– Разумеется, с каждым новым поколением, с каждым новым коленцем бамбука, эта повесть старела, – говорят левые, – и может показаться, что в ней нет ничего необычного. Но подумайте, ведь Кагуя-химэ[6], живя в мире, исполненном скверны, сумела сохранить чистоту и в конце концов вознеслась к далеким небесам, исполнив свое высокое предопределение. События эти переносят нас в век богов, и, возможно, именно по этой причине они недоступны пониманию нынешних женщин, целиком сосредоточенных на мирском.

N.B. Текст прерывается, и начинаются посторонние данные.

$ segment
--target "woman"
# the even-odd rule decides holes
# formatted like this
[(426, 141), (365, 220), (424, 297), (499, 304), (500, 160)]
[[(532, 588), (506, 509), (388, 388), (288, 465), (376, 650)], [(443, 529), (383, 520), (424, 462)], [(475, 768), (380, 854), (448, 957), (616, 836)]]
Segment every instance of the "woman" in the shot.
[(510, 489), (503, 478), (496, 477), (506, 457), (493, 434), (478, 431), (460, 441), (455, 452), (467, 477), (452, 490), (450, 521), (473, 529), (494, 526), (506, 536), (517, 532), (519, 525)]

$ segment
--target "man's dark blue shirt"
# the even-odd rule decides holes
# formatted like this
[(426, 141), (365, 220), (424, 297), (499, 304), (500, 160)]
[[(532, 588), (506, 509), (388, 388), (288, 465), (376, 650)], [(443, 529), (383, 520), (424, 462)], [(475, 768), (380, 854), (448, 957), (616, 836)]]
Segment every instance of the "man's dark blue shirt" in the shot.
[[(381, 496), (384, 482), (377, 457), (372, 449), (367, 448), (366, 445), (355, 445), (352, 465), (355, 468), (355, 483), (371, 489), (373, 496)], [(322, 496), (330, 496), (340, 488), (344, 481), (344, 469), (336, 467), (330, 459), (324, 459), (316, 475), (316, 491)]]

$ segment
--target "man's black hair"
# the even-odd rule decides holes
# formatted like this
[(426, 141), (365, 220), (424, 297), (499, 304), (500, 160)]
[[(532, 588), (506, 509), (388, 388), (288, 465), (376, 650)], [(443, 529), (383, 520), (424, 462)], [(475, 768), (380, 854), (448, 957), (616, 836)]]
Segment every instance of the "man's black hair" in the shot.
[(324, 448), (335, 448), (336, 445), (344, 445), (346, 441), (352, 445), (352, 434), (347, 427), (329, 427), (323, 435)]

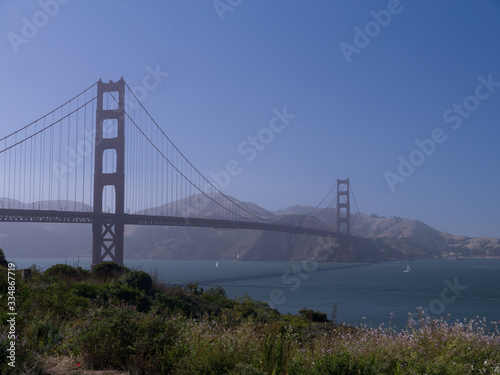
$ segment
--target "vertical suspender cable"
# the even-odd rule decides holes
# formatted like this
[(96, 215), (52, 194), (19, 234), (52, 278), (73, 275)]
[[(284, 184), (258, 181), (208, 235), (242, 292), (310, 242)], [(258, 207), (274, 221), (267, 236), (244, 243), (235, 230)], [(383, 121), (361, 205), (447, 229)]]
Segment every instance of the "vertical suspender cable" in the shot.
[[(7, 148), (7, 138), (5, 138), (5, 146), (4, 148)], [(5, 182), (7, 181), (8, 178), (5, 178), (5, 175), (7, 173), (7, 155), (4, 153), (3, 155), (3, 173), (4, 173), (4, 179), (3, 179), (3, 197), (2, 198), (6, 198), (8, 197), (8, 195), (6, 194), (6, 184)], [(3, 205), (4, 205), (4, 202), (2, 201), (2, 208), (3, 208)]]
[[(54, 122), (54, 113), (52, 113), (52, 122)], [(54, 127), (50, 128), (50, 137), (49, 137), (49, 142), (50, 142), (50, 162), (52, 163), (54, 161)], [(49, 168), (49, 207), (47, 208), (48, 210), (52, 209), (52, 191), (54, 187), (52, 186), (52, 180), (53, 180), (53, 175), (52, 175), (53, 168)]]
[[(71, 113), (71, 102), (69, 102), (69, 113)], [(68, 117), (68, 120), (67, 120), (67, 132), (68, 132), (68, 143), (66, 143), (66, 147), (69, 149), (69, 145), (70, 145), (70, 133), (71, 133), (71, 126), (70, 126), (70, 120), (71, 120), (71, 116)], [(69, 152), (66, 153), (66, 160), (65, 160), (65, 167), (68, 168), (69, 167)], [(69, 205), (69, 175), (70, 173), (66, 173), (66, 175), (68, 176), (66, 178), (66, 204), (64, 205), (64, 208), (68, 208), (67, 206)]]
[[(35, 127), (35, 133), (36, 133), (36, 127)], [(28, 184), (29, 184), (29, 190), (30, 190), (30, 199), (32, 202), (35, 201), (35, 188), (34, 186), (32, 185), (32, 177), (33, 177), (33, 163), (35, 162), (35, 158), (33, 157), (33, 138), (30, 138), (30, 162), (29, 162), (29, 168), (30, 168), (30, 171), (29, 171), (29, 174), (30, 174), (30, 177), (29, 177), (29, 181), (28, 181)]]
[[(15, 142), (17, 143), (17, 133), (14, 137), (15, 139)], [(16, 201), (16, 190), (17, 190), (17, 148), (15, 147), (14, 148), (14, 204), (12, 206), (14, 206), (13, 208), (15, 208), (15, 201)]]
[[(24, 136), (27, 138), (27, 130), (24, 131)], [(23, 201), (26, 201), (29, 205), (30, 201), (29, 199), (26, 199), (26, 144), (25, 143), (22, 143), (21, 146), (24, 148), (24, 157), (23, 157), (23, 165), (21, 166), (22, 169), (23, 169)], [(29, 193), (29, 192), (28, 192)], [(29, 208), (29, 207), (28, 207)]]
[[(92, 95), (94, 96), (94, 95)], [(92, 124), (90, 125), (90, 129), (92, 130), (90, 132), (90, 134), (92, 134), (92, 136), (94, 137), (93, 139), (93, 142), (90, 144), (90, 147), (94, 148), (95, 149), (95, 137), (96, 137), (96, 134), (94, 134), (94, 129), (95, 129), (95, 122), (96, 122), (96, 118), (95, 118), (95, 102), (96, 102), (96, 99), (92, 100), (92, 108), (91, 108), (91, 111), (90, 111), (90, 116), (91, 116), (91, 119), (92, 119)], [(95, 172), (95, 166), (94, 166), (94, 150), (91, 150), (90, 152), (90, 189), (89, 189), (89, 202), (90, 202), (90, 205), (92, 206), (92, 211), (94, 210), (94, 189), (92, 188), (94, 186), (94, 172)]]
[(363, 224), (363, 228), (365, 229), (366, 235), (370, 236), (370, 233), (368, 232), (368, 229), (366, 228), (365, 222), (363, 220), (363, 217), (361, 216), (361, 211), (359, 211), (358, 202), (356, 202), (356, 196), (354, 195), (354, 190), (352, 189), (351, 184), (349, 184), (349, 188), (351, 189), (352, 197), (354, 199), (354, 204), (356, 205), (356, 209), (358, 210), (358, 215), (359, 219), (361, 220), (361, 224)]
[[(80, 99), (80, 97), (76, 98), (76, 108), (80, 107), (80, 105), (79, 105), (80, 104), (79, 99)], [(84, 110), (85, 110), (85, 107), (84, 107)], [(80, 156), (78, 155), (78, 130), (79, 130), (79, 128), (78, 128), (78, 117), (80, 116), (80, 111), (79, 110), (76, 111), (75, 116), (76, 116), (76, 131), (75, 131), (75, 145), (74, 145), (74, 147), (75, 147), (75, 150), (74, 150), (75, 153), (74, 154), (75, 155), (74, 155), (74, 157), (75, 157), (75, 164), (76, 164), (76, 166), (75, 166), (75, 197), (74, 197), (74, 200), (75, 200), (75, 211), (76, 211), (76, 201), (77, 201), (76, 187), (78, 185), (78, 164), (79, 164), (78, 163), (78, 161), (79, 161), (78, 159), (80, 158)], [(82, 204), (83, 204), (83, 202), (82, 202)]]
[[(45, 127), (45, 117), (43, 119), (43, 124), (44, 124), (44, 127)], [(42, 177), (42, 182), (40, 184), (40, 191), (39, 191), (39, 195), (38, 195), (38, 201), (39, 202), (43, 202), (43, 187), (45, 185), (45, 173), (44, 172), (44, 168), (45, 168), (45, 163), (47, 163), (47, 161), (45, 160), (45, 133), (46, 132), (43, 132), (40, 134), (40, 154), (41, 154), (41, 158), (40, 158), (40, 164), (41, 164), (41, 168), (40, 168), (40, 175), (43, 176)], [(35, 162), (35, 160), (33, 160), (33, 162)], [(33, 187), (33, 190), (34, 190), (34, 187)], [(35, 192), (33, 192), (33, 202), (35, 201)], [(39, 203), (40, 204), (40, 203)]]
[[(44, 128), (45, 128), (45, 117), (43, 118), (43, 125), (44, 125)], [(38, 184), (38, 200), (39, 201), (42, 201), (42, 191), (43, 191), (43, 184), (44, 184), (44, 178), (45, 178), (45, 175), (43, 174), (43, 166), (45, 164), (45, 160), (44, 160), (44, 150), (45, 150), (45, 147), (44, 144), (43, 144), (43, 136), (44, 136), (45, 132), (43, 132), (42, 134), (40, 134), (40, 169), (39, 169), (39, 173), (40, 173), (40, 183)], [(34, 200), (33, 200), (34, 201)]]
[[(85, 97), (84, 97), (85, 103), (87, 103), (87, 91), (85, 91)], [(88, 104), (87, 104), (88, 105)], [(85, 212), (85, 159), (87, 158), (87, 140), (85, 137), (87, 136), (87, 105), (83, 108), (83, 140), (82, 140), (82, 149), (83, 149), (83, 161), (82, 161), (82, 211)], [(78, 147), (78, 145), (77, 145)], [(77, 149), (78, 151), (78, 149)]]
[[(63, 117), (63, 110), (61, 108), (61, 118)], [(59, 126), (59, 149), (58, 149), (58, 152), (59, 152), (59, 160), (58, 160), (58, 163), (59, 165), (61, 165), (61, 162), (62, 162), (62, 158), (61, 158), (61, 150), (62, 150), (62, 126), (61, 126), (61, 123), (58, 124)], [(57, 200), (60, 201), (61, 200), (61, 176), (56, 176), (57, 177)], [(61, 203), (58, 202), (58, 207), (57, 209), (60, 209), (61, 208)]]
[[(43, 124), (44, 124), (44, 127), (45, 127), (45, 118), (43, 119)], [(36, 132), (36, 127), (35, 127), (35, 132)], [(36, 178), (36, 162), (37, 162), (37, 153), (36, 153), (36, 145), (37, 145), (37, 142), (36, 140), (34, 140), (33, 142), (33, 149), (32, 149), (32, 159), (33, 159), (33, 185), (31, 185), (30, 183), (30, 186), (31, 188), (33, 189), (33, 197), (32, 197), (32, 200), (33, 202), (35, 201), (35, 178)], [(40, 178), (39, 178), (39, 181), (40, 183), (38, 184), (39, 186), (39, 195), (38, 195), (38, 202), (42, 203), (43, 202), (43, 187), (45, 185), (45, 180), (43, 180), (43, 177), (41, 176), (45, 176), (43, 171), (44, 171), (44, 164), (45, 164), (45, 155), (43, 153), (43, 151), (45, 150), (45, 132), (43, 132), (42, 134), (40, 134), (40, 145), (39, 145), (39, 151), (40, 151), (40, 157), (38, 158), (39, 159), (39, 163), (40, 163), (40, 167), (38, 169), (38, 173), (40, 174)], [(31, 176), (31, 173), (30, 173), (30, 176)], [(40, 203), (38, 204), (40, 206)], [(43, 209), (43, 208), (42, 208)]]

   – Небеса, куда вознеслась Кагуя-химэ, в самом деле недостижимы для обычных людей, и никому из нас не дано их познать, – отвечают правые. – Но посмотрите, какова ее судьба в нашем, земном мире. Возникла она из коленца бамбука, происхождение, которое вряд ли можно считать благородным. Вы скажете, что она озарила своим сиянием дом старика, и это действительно так, но почему-то это сияние оказалось недостаточно ярким для того, чтобы соединиться со светочем, за Стокаменными стенами обитающим. Абэ-но ооси потерял тысячи золотых слитков[7], но пламя в одно мгновение уничтожило платье из мышиной шкурки, и вместе с ним беспомощно угасла его любовь. А принц Кура-моти? Зная, сколь недоступна настоящая гора Хорай, он все-таки попытался обмануть Кагуя-химэ, и ветка из драгоценных камней стала его позором. Все это вряд ли можно считать достоинствами повести.
   Картины к «Повести о старике Такэтори» принадлежали кисти Косэ-но Ооми[8], а текст написал Ки-но Цураюки. Свитки были сделаны из бумаги «канъя», подбитой китайским шелком, имели красновато-лиловое обрамление и сандаловые валики – словом, ничем особенным не отличались.
   – Ужасная морская буря занесла Тосикагэ в неведомую страну[9], но ему все-таки удалось достичь желанной цели, и в конце концов слава о его чудесном даре распространилась и в чужих землях, и в нашей, а имя сделалось достоянием потомков. Во всем этом есть истинное ощущение древности. Картины же замечательны чередованием китайских и японских пейзажей, им поистине нет равных, – говорят правые.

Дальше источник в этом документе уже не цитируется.